Tara Bynum

Tara Bynum

Tara Bynum

 

    2018-2019 Hodson Trust-John Carter Brown Fellow Tara A. Bynum is a scholar of early American history, in particular African American literary history, Tara A. Bynum is currently an Assistant Professor of English & African American Studies at the University of Iowa. Her research and writing examine the many ways that people experience blackness as a racial identity, as a cultural category or as mark upon the skin. Bynum’s essays have appeared in Common-Place, Legacy, J19, Criticism, and American Periodicals.  

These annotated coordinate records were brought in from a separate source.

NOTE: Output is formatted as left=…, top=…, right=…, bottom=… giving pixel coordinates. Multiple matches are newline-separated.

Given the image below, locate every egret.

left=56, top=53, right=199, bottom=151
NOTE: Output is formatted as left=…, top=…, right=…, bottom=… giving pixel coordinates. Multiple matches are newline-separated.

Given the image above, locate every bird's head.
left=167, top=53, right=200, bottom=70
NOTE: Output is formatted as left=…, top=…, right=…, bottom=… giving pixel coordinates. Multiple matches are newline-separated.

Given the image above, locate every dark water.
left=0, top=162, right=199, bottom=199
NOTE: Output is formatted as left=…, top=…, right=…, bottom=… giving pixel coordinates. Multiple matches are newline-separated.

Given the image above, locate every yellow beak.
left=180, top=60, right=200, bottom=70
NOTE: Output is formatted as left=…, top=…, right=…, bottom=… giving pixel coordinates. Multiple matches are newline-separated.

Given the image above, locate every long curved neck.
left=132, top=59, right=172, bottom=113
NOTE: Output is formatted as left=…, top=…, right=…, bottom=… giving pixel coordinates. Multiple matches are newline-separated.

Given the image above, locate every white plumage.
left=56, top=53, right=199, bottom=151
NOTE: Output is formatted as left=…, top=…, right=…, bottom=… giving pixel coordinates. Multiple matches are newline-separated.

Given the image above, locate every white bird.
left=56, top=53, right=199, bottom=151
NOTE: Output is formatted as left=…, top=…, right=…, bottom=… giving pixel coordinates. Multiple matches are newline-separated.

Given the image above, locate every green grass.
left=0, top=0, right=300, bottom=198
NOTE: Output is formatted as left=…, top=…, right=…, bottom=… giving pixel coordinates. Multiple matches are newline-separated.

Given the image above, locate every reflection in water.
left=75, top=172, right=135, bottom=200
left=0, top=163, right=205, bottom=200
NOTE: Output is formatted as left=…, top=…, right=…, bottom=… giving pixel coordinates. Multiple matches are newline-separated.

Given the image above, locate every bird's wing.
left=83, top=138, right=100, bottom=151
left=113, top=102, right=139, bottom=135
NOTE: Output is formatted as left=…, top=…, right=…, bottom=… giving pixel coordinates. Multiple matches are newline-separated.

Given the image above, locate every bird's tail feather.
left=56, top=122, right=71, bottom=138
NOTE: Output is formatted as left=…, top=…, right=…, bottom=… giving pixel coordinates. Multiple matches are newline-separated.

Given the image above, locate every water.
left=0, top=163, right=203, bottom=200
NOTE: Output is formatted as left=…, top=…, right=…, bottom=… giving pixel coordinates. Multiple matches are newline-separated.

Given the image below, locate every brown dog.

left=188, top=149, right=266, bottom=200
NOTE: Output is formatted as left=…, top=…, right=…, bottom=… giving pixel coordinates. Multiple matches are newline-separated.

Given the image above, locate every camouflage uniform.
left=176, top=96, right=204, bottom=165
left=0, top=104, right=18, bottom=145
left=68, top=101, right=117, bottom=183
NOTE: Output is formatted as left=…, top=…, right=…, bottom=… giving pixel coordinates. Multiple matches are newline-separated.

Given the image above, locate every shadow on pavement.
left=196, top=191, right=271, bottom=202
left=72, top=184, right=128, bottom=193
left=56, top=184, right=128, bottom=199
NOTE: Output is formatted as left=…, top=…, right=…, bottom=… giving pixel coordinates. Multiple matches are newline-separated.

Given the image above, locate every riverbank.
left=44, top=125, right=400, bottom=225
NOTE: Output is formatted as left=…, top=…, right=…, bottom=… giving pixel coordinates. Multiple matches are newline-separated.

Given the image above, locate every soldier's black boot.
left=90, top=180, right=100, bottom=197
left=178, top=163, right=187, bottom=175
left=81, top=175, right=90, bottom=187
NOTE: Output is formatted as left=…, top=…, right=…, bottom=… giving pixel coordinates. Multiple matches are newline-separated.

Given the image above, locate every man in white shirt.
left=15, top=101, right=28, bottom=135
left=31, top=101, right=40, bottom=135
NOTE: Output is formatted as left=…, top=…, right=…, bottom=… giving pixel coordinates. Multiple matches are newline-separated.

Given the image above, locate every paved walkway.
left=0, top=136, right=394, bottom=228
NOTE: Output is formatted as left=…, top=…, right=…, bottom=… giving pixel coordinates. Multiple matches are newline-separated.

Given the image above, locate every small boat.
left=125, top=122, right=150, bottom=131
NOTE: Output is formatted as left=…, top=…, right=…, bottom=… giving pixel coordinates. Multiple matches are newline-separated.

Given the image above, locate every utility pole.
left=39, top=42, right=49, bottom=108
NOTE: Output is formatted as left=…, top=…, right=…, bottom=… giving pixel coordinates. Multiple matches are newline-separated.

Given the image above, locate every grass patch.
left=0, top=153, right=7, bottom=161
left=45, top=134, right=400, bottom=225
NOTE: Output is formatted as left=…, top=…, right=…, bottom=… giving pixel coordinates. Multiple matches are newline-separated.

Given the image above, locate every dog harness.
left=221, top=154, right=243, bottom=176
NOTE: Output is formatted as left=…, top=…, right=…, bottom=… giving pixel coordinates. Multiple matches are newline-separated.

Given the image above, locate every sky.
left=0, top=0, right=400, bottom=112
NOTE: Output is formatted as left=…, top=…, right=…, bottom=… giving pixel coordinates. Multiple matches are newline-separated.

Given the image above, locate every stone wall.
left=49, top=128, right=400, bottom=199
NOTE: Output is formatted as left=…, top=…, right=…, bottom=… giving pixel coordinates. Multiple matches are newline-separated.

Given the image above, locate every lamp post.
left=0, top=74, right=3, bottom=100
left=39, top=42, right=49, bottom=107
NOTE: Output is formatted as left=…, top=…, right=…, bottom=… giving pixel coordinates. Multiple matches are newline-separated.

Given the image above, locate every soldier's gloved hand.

    While in residence as a Hodson-Brown fellow, Bynum revised her book project, Reading Pleasures (under contract, University of Illinois Press’ New Black Studies series) and mining the many primary sources for those stories that contextualize this literary history. Reading Pleasures parses the archive to interrogate the many ways that people experience blackness as a racial identity, as a cultural category, or as a mark upon the skin. It moves beyond “black” as a category of resistance in order to historicize racialized materiality in the everyday lives of revolutionary-era black people. At a time when Twitter responds to the deaths of unarmed black men and women with #blacklivesmatter, this work charts a “historiography of experience” and a historiography of the ways in which black lives have always mattered to black people. It questions, very specifically, what makes life matter in the writings of Phillis Wheatley, John Marrant, James Albert Ukawsaw Gronniosaw, and David Walker. And, what matters in their sermons, letters, or narratives—namely, friendship, faith, love or activism—oftentimes feels good, and this good feeling happens in those inside spaces where they can and do feel freely.